Abstract: Background. Global illumination is not trivial to compute in real-time computer graphics. One approximate solution is to distribute virtual light sources from a primary light, to then apply direct light calculations to said virtual lights. This can effectively estimate two-bounce illumination. To mitigate artifacts, virtual lights make use of a spherical shape and utilize spherical harmonics to allow for efficient light integration. These indirect light sources are referred to as "harmonics virtual lights" (HVLs). Objectives. The objectives of this thesis are to analyze the data structures, calculations and performance of an HVL implementation in different 3D scenes. Methods. HVLs are implemented using the Vulkan API. Experiments are then performed to evaluate and optimize execution times. Furthermore, different measures are taken to ensure correctness and minimize errors wherever possible. Results. The GPU pass responsible for gathering indirect light contributions from HVLs turned into a heavy bottleneck. A number of different optimization techniques were applied to said pass and analyzed. Seven techniques were found to have a positive effect on performance, each with varying degrees of impact on timings. No optimization compromised on input parameters, visual results or mathematical correctness.
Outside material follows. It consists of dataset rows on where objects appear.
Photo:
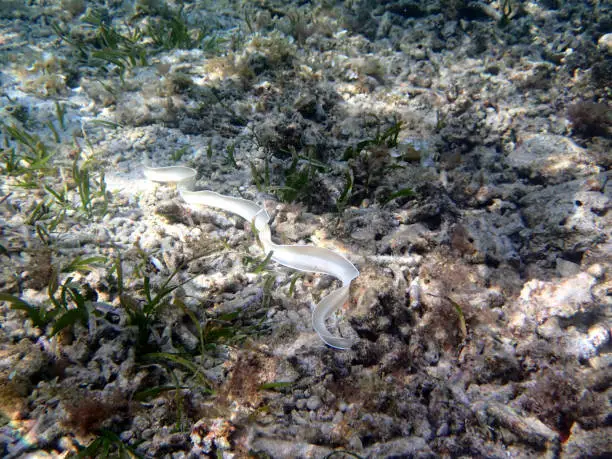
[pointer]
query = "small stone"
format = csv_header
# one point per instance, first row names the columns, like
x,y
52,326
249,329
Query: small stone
x,y
567,268
605,43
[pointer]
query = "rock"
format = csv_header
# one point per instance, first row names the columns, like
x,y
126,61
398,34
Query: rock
x,y
563,218
587,443
550,159
605,43
314,403
564,298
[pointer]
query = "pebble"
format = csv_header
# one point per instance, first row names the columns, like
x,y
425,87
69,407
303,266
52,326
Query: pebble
x,y
313,402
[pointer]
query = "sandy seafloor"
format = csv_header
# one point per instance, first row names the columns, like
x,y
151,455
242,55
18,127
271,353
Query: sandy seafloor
x,y
457,152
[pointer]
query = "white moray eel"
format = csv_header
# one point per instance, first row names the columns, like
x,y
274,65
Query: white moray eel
x,y
299,257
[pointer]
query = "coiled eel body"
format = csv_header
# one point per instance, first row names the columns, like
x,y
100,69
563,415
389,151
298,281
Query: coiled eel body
x,y
298,257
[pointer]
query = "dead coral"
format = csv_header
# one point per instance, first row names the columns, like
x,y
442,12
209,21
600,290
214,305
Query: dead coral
x,y
590,119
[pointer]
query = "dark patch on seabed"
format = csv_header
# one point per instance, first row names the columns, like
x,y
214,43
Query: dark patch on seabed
x,y
456,152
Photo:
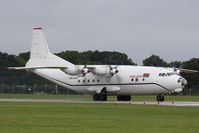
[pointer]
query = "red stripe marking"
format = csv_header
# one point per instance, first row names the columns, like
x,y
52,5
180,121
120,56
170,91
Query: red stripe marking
x,y
37,28
146,74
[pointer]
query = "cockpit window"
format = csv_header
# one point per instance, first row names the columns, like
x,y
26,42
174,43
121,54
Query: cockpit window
x,y
166,74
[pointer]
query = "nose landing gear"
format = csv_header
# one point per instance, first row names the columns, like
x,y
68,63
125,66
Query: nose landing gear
x,y
99,97
160,98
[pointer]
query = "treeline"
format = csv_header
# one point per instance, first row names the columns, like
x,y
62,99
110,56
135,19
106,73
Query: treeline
x,y
92,57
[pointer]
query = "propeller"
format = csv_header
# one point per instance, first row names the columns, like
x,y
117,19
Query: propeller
x,y
113,69
85,70
180,70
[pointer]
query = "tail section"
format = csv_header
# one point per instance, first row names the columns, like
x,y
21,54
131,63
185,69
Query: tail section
x,y
40,54
39,47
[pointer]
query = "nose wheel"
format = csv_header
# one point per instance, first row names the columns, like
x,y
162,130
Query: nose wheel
x,y
160,98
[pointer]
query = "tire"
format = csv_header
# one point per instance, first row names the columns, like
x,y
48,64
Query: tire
x,y
160,98
102,97
123,98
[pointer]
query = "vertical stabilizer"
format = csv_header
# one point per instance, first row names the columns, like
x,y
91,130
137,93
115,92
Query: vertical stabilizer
x,y
40,55
39,47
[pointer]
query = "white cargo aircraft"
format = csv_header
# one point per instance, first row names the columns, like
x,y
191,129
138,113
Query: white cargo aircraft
x,y
102,80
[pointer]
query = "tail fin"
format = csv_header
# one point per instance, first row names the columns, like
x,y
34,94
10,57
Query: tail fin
x,y
40,55
39,47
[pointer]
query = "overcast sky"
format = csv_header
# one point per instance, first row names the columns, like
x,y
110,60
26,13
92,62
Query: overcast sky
x,y
139,28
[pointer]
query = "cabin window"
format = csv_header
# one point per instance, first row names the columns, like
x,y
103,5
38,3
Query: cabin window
x,y
169,74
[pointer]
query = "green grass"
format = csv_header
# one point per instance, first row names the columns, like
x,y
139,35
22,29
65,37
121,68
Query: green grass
x,y
96,118
134,98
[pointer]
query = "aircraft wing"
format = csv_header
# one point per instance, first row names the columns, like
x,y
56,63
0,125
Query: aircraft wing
x,y
188,71
36,67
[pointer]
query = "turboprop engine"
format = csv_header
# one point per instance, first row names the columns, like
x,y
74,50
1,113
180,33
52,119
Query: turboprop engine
x,y
75,70
105,70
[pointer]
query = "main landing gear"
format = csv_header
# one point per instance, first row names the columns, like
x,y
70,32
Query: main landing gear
x,y
123,98
99,97
160,98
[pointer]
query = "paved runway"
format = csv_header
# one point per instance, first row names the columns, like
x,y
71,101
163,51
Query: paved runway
x,y
176,103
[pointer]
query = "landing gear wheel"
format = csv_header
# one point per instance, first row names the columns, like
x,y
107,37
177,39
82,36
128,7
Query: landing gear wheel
x,y
160,98
103,97
123,98
96,97
99,97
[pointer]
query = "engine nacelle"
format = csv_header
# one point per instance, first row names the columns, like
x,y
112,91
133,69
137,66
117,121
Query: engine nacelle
x,y
101,71
114,71
72,70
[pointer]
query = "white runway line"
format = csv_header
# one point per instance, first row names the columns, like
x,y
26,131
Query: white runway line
x,y
176,103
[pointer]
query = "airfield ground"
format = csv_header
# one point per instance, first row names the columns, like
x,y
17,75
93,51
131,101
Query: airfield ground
x,y
49,117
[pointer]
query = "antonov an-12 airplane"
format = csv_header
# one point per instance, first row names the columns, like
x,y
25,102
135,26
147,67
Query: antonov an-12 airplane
x,y
102,80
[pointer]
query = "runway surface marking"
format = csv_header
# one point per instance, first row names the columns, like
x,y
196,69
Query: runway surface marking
x,y
175,103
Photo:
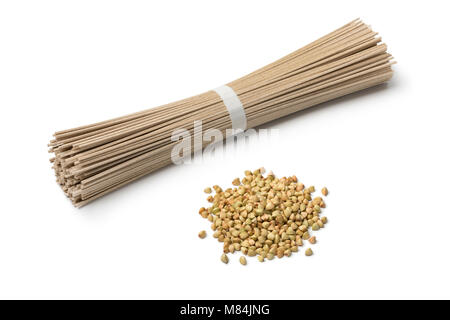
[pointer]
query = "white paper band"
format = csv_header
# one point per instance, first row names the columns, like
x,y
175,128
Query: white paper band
x,y
234,107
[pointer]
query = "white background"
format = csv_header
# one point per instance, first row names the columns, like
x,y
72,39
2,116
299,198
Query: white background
x,y
382,153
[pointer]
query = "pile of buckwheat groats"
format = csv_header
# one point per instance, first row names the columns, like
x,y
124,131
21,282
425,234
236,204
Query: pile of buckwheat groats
x,y
264,216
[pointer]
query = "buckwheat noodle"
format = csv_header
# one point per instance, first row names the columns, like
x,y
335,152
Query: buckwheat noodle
x,y
96,159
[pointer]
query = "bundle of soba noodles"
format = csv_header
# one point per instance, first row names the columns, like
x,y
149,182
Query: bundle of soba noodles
x,y
93,160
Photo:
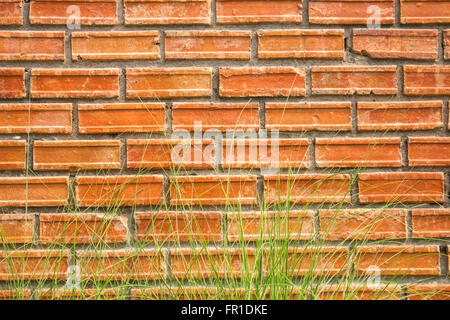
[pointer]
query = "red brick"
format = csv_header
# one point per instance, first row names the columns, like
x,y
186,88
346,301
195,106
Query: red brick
x,y
398,260
307,188
115,45
213,263
350,80
75,83
396,43
12,83
16,228
261,153
401,187
167,12
121,118
216,116
428,151
34,191
272,225
426,80
82,228
187,226
431,223
113,191
169,82
351,11
110,265
76,154
358,152
262,82
257,11
400,115
208,45
213,190
362,224
424,11
170,154
300,116
13,154
92,12
31,45
19,265
319,44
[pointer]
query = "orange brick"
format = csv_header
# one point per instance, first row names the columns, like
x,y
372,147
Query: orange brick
x,y
13,154
34,191
110,265
396,43
319,44
358,152
400,115
187,226
401,187
262,82
272,225
91,12
426,80
31,45
362,224
431,223
167,12
398,260
115,45
350,80
257,11
428,151
81,228
351,11
216,116
121,118
307,188
208,45
300,116
213,190
424,11
75,83
76,154
170,154
41,265
169,82
260,153
16,228
112,191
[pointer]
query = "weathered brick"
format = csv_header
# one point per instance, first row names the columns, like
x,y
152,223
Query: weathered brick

Additionally, three techniques were instead worsening performance of the implementation, despite having initial motivations for possible improvements. Conclusions. All optimization techniques with positive effects working in conjunction led to a total speedup of 46.9x in a specific use case of our implementation. There is room for further potential improvements, and a number of different techniques for future work are explained. The final source code for the implementation can be viewed in a public GitHub repository.